LLM Calls Outside Nodes
Calling the LLM in a helper outside the graph breaks tracing. Wrap LLM calls in nodes.
Stateful Globals
memory_store = {} # Don't.
def node(state):
memory_store[state["user"]] = state["data"]
Use the graph's state, or an external store (a DB) that every worker can see.
One Node That Does Everything
The classic "call LLM, execute tools, write DB, respond" mega-node. Hard to debug, hard to test, hard to stream. Split.
No Persistence for Conversation
"It's in memory for the session." Your session is one HTTP request. Add a checkpointer.
Ignoring Tool Errors
Silent try/except in tools that returns "success". The LLM now thinks the call worked and acts on garbage. Return errors honestly.
Hardcoded Thread IDs
thread_id = "default" for every request. All users share one conversation. Scope per user.
The One-Page Checklist
Before shipping any LangGraph service:
- State is typed (TypedDict or Pydantic).
- Lists use reducers (
add_messagesorAnnotated[list, add]). - Every loop has a clear exit condition and a recursion cap.

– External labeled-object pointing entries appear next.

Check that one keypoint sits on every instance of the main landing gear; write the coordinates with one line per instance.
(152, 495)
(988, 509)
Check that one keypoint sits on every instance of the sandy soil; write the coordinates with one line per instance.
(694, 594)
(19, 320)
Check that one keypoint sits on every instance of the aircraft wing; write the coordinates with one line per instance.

- Persistent checkpointer (not MemorySaver).
- Thread IDs scoped per user or session.
- LLM errors and tool errors are handled, not swallowed.
- LangSmith tracing is on (at least in staging).
- Rate limits on endpoints and on paid tools.
- Auth on the HTTP layer.
- Cost monitoring and alerts.
Most of these are the difference between a demo and a product.
Where to Go From Here
You have the primitives, the patterns, the deployment path, and the habits. The next level is depth:
- LangGraph docs: the canonical reference, including prebuilt agents and integrations.
- LangChain Academy: structured courses covering LangGraph in more depth than a tutorial can.
- Awesome LangGraph lists: curated examples, templates, and production case studies on GitHub.
- Read production repos. Open-source agents on GitHub show how patterns from this tutorial play out in real codebases.
- Build something small. A Slack bot, a research agent, a support triage system. Ship it to a handful of real users. Iterate from there.
The tutorial is the map. The territory is what you'll discover by running agents that real people use.